Shares of NatWest Group moved up 4.6% on Monday after UBS lifted its earnings forecasts for the British bank. The upgrade followed solid fourth quarter results and better than expected capital generation.
UBS kept its buy rating on the stock. It also maintained a price target of 780p. That suggests a possible total return of around 40% from current levels. The broker raised its diluted earnings per share estimates by 5% for 2026, 4% for 2027 and 3% for 2028.
The fourth quarter numbers impressed analysts. Pre tax profit, excluding one off items and legal charges, came in 7% higher than market expectations. Net interest income was 3% above forecasts. Operating costs were in line with what analysts had predicted.
Loan impairments were much better than expected. They came in 30% lower than forecasts at 13 basis points of total loans. This suggests that borrowers are holding up relatively well.
UBS described the overall momentum at NatWest as strong. Loan growth and deposit growth both improved. Net interest margin also rose by 8 basis points. The market had expected only a 2 basis point increase.

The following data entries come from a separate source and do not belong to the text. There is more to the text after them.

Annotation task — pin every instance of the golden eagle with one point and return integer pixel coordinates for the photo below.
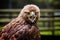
(24, 27)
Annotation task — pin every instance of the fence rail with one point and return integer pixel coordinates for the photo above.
(47, 18)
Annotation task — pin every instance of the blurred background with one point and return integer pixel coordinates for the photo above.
(49, 23)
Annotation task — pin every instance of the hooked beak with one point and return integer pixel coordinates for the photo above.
(32, 17)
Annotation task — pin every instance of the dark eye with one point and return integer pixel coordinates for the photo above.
(27, 12)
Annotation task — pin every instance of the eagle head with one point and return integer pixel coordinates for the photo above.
(31, 13)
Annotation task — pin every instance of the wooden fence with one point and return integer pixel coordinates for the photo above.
(50, 18)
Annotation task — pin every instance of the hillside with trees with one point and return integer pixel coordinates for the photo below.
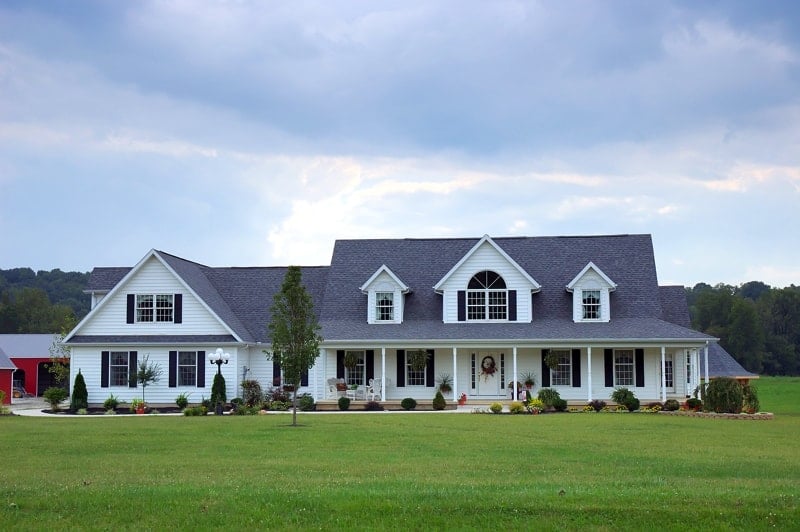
(41, 302)
(757, 324)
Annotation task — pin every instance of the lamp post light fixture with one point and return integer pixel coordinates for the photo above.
(219, 357)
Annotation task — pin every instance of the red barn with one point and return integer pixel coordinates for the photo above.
(30, 354)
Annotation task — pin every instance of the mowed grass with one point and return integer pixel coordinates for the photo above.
(405, 471)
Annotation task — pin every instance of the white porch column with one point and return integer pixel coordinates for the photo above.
(383, 373)
(514, 395)
(455, 376)
(664, 373)
(589, 372)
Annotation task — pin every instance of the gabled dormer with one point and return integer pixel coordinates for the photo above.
(385, 296)
(486, 285)
(591, 295)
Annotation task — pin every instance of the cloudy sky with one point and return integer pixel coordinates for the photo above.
(256, 133)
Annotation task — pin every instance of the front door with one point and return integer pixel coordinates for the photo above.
(487, 374)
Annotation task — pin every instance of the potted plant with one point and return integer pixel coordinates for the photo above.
(445, 382)
(529, 379)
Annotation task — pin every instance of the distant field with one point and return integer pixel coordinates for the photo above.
(398, 470)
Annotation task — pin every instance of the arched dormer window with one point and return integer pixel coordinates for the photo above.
(487, 297)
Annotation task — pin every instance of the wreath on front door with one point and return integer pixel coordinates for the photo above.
(488, 367)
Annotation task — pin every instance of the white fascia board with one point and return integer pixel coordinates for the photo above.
(591, 266)
(403, 286)
(535, 287)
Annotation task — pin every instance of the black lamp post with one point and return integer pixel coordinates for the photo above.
(219, 357)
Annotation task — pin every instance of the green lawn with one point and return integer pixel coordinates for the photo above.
(399, 471)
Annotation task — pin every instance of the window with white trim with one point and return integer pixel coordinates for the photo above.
(187, 368)
(118, 368)
(591, 304)
(384, 306)
(623, 367)
(154, 307)
(561, 375)
(487, 297)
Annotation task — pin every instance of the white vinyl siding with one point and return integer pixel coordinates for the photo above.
(152, 278)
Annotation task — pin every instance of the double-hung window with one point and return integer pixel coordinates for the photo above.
(154, 307)
(384, 306)
(623, 367)
(561, 375)
(118, 368)
(487, 297)
(591, 304)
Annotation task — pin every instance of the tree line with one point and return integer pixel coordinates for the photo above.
(757, 324)
(41, 302)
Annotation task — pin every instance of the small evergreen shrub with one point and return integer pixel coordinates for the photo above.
(344, 403)
(750, 403)
(182, 401)
(597, 404)
(409, 403)
(111, 403)
(54, 395)
(516, 408)
(373, 406)
(724, 395)
(548, 396)
(306, 403)
(252, 393)
(438, 401)
(80, 397)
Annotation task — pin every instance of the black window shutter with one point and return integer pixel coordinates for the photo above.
(462, 305)
(340, 363)
(104, 361)
(576, 368)
(201, 369)
(639, 363)
(276, 373)
(545, 370)
(401, 368)
(370, 364)
(178, 311)
(132, 367)
(429, 379)
(131, 308)
(173, 369)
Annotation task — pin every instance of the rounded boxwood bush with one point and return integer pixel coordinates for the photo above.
(409, 403)
(438, 401)
(344, 403)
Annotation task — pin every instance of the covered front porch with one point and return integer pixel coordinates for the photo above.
(486, 373)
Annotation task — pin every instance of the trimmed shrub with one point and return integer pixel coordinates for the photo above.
(438, 401)
(54, 395)
(724, 395)
(111, 403)
(80, 397)
(252, 393)
(516, 408)
(548, 396)
(373, 406)
(306, 403)
(409, 403)
(597, 404)
(750, 403)
(344, 403)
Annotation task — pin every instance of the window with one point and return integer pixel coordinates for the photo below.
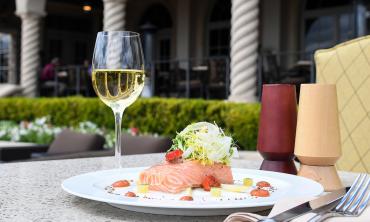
(219, 29)
(327, 23)
(4, 56)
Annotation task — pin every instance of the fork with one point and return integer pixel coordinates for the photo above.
(352, 204)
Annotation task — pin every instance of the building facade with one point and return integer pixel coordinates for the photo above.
(257, 40)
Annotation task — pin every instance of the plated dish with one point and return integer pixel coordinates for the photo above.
(194, 178)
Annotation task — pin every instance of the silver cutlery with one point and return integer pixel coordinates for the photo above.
(352, 204)
(316, 204)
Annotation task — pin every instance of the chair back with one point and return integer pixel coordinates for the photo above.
(73, 142)
(348, 66)
(144, 144)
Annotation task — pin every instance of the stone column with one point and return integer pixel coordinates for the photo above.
(244, 50)
(114, 15)
(31, 13)
(12, 63)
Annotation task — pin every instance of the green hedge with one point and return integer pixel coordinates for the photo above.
(156, 115)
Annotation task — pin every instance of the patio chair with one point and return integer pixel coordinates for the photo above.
(348, 66)
(7, 90)
(144, 144)
(73, 142)
(130, 145)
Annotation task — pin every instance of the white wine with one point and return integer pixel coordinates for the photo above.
(118, 88)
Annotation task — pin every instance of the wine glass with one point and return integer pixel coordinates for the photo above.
(118, 74)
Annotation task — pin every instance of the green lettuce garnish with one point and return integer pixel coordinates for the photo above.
(205, 142)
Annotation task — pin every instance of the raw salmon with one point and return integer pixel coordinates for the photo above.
(176, 177)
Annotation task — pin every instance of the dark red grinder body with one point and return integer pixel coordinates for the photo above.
(277, 126)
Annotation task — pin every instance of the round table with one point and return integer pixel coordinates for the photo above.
(31, 191)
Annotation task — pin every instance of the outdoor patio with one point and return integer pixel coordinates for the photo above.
(214, 110)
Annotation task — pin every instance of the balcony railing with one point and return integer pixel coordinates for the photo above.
(200, 78)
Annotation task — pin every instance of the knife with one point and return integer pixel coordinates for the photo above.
(319, 203)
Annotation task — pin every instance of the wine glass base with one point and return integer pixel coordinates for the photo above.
(286, 166)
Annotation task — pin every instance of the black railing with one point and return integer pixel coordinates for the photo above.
(207, 78)
(201, 78)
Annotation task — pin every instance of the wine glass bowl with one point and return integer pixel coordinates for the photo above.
(118, 74)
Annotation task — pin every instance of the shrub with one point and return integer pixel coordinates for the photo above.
(154, 115)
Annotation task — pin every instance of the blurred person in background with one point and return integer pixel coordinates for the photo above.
(48, 75)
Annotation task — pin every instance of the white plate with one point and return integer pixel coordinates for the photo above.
(93, 186)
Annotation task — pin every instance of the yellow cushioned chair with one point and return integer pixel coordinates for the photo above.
(348, 66)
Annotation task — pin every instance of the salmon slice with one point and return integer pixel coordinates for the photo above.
(176, 177)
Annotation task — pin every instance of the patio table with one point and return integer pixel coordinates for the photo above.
(31, 191)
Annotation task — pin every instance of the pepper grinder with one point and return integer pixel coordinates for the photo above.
(277, 126)
(317, 144)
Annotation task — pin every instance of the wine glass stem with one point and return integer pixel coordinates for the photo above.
(118, 122)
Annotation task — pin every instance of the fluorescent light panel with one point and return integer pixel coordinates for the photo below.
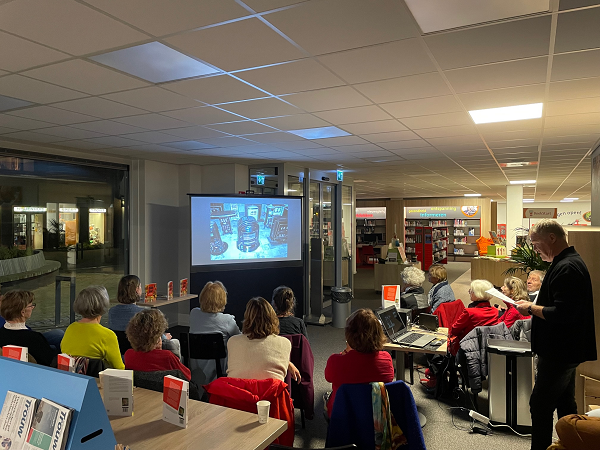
(507, 113)
(154, 62)
(522, 182)
(320, 133)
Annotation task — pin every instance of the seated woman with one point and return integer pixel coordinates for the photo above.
(87, 337)
(209, 318)
(284, 303)
(516, 289)
(479, 313)
(144, 332)
(16, 307)
(363, 360)
(259, 353)
(128, 293)
(413, 296)
(440, 292)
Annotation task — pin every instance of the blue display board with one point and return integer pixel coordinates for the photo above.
(90, 427)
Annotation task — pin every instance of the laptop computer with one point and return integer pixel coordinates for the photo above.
(396, 331)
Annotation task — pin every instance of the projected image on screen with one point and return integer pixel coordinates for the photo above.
(248, 231)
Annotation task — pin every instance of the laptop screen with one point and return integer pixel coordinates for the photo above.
(390, 320)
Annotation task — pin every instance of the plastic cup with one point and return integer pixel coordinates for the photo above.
(263, 407)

The bank’s common equity tier 1 ratio stood at 14.0%. That was 30 basis points above consensus estimates. This figure already includes the £750 million share buyback announced alongside the Evelyn Partners deal.
Looking ahead, NatWest’s 2026 guidance is broadly in line with market expectations. Its new targets for 2028 are slightly more ambitious. UBS believes they imply around 2 to 3% upside compared to current forecasts and appear achievable.
The bank is aiming for a return on tangible equity above 18%. It also wants customer assets and liabilities to grow by more than 4% on a compound annual basis. Another goal is to keep its cost to income ratio below 45%. Over time, it plans to operate with a CET1 ratio of around 13.0%.
Overall, the latest results and upgraded forecasts have boosted confidence that NatWest is on a steady path of growth and improving returns.